Shar Stolberg from Wolvi, north-west of Noosa, said she had "never been so scared in [her] life".

"Flash flooding in my creeks and couldn't almost get out after the storm to pick my kid up from school."

"She was a monster that's for sure."

Gympie resident Chris Evans said it was the worst hailstorm he's ever experienced.

"If you stand right beside a jet engine at full revs that's how loud it was."



Close to 10,000 properties struck by the storm remain without power this morning as crews find power poles "snapped like matchsticks" by the violent weather.

Danny Donald from Energex said crews were finding more powerlines and poles down as they travelled through the storm-ravaged areas.

"The damage is so severe on parts of this network — I'm talking poles down, and a lot of wires still down," he said.

"There will be some customers going into the weekend without power.

Animals lost and injured



As well as his house, Brian Tessman's dairy has also been severely damaged and his cows cannot be found.

"It stripped the roof off the majority of the dairy — the newest part of the dairy — and in doing so has taken electric cables and things with it out of the bails so there's quite a bit of work to do there," he said.
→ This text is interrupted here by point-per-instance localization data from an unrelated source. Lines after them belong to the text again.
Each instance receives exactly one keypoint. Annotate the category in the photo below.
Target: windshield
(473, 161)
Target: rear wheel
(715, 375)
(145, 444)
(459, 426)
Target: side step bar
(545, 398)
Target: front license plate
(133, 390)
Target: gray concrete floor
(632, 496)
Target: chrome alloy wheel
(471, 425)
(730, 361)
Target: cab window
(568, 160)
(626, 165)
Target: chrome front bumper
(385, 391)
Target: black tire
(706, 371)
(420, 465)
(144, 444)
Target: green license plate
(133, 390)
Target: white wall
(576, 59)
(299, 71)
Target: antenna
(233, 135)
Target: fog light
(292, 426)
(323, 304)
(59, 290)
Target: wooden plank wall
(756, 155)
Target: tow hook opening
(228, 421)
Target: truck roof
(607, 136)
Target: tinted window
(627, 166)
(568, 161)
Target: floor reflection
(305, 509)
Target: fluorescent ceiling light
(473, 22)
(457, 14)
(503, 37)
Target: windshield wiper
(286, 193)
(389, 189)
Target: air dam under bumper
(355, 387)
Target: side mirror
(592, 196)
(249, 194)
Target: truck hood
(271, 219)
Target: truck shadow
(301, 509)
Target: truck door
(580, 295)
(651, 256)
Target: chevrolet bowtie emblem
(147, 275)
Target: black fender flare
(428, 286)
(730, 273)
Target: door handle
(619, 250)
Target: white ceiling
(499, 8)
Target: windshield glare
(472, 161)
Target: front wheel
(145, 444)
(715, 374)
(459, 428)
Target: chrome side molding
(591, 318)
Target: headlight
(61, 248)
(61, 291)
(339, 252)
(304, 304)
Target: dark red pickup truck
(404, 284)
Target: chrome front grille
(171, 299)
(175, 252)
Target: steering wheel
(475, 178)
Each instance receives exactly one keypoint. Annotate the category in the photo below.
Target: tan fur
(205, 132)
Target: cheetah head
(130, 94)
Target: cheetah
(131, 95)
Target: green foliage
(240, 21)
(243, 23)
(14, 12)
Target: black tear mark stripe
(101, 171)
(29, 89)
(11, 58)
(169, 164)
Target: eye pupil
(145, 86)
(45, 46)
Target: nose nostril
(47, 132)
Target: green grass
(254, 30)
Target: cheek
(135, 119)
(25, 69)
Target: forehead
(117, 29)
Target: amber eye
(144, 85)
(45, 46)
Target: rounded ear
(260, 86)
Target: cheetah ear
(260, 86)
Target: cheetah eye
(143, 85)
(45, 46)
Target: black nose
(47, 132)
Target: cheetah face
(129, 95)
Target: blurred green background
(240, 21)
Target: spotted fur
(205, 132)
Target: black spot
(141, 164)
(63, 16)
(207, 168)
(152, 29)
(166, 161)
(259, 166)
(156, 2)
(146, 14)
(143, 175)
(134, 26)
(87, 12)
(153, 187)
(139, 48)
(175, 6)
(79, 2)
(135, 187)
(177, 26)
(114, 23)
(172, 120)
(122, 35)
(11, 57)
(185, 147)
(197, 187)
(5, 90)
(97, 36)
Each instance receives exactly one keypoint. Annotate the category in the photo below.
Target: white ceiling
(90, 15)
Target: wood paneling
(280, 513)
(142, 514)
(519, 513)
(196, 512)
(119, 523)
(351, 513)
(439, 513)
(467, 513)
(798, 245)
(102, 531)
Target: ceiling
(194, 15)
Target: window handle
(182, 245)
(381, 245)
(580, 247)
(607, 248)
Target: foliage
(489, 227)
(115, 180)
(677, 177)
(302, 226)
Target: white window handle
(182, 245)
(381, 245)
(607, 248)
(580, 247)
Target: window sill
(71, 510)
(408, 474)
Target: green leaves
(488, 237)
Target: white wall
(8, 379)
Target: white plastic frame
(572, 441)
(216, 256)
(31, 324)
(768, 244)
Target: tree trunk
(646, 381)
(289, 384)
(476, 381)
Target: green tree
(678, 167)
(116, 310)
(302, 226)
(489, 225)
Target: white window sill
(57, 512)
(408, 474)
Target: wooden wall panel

"I certainly hope that Ergon has the power back on by the time we've got the bails in a state to operate.

"We will go to generators if they haven't, but at this stage our big concern is getting it fit to operate, and a similar thing with the house."



The Nanango Veterinary Surgery was called out to treat injured livestock, including a horse hit in the eye with hail at Coolabunia.

"We will have a vet out at Booie [this] morning stitching up some poor horses who've been injured," the vet surgery wrote on social media.

"This poor guy at Coolabunia is covered in welts from the hail and has corneal ulceration from hail hitting his eyes."



'It knocks you down': Farmer

Further west the storm caused $2 million damage to Teresa Francis's Devine Fruit orchard in the Kumbia district.

"It started with small hail and then Mother Nature unleashed her fury on us and we started to get the bigger hail with a lot of wind," she said.



"It has damaged pretty much all the fruit on our farm — maybe 95 per cent of this crop.

"We've got one block under new hail netting and hopefully it will be OK.

"Our avocado trees have been hit as well and they were out in flower due to be picked next year."

Another farm belonging to Devine Fruit farm was hit by wild weather on Boxing Day last year.

"It knocks you down — I have stopped crying but there is worse things that can happen — we're all still OK," Ms Francis said.



"We're all still healthy and we'll just get back into it and do a clean up and see what we've got left and go from there."

Melon farmer Terry O'Leary said he was planting a crop of watermelons when the storm rolled in near Chinchilla.

"It intensified pretty quickly and by the time it got here it was, well, biblical would be the only way you could describe it," he said.



"We couldn't see or hear anything ... it was pretty brutal."

Mr O'Leary said his melon crops had been "completely written off", but a neighbouring farm a kilometre away was untouched by the hail.

Kim Lewis, the owner of Cooloola Berries at Wolvi said the impact on the farm was devastating with up to 900kg of blueberries worth about $20,000 stripped.

"The strawberries themselves were just macerated and the plants are all broken and flat."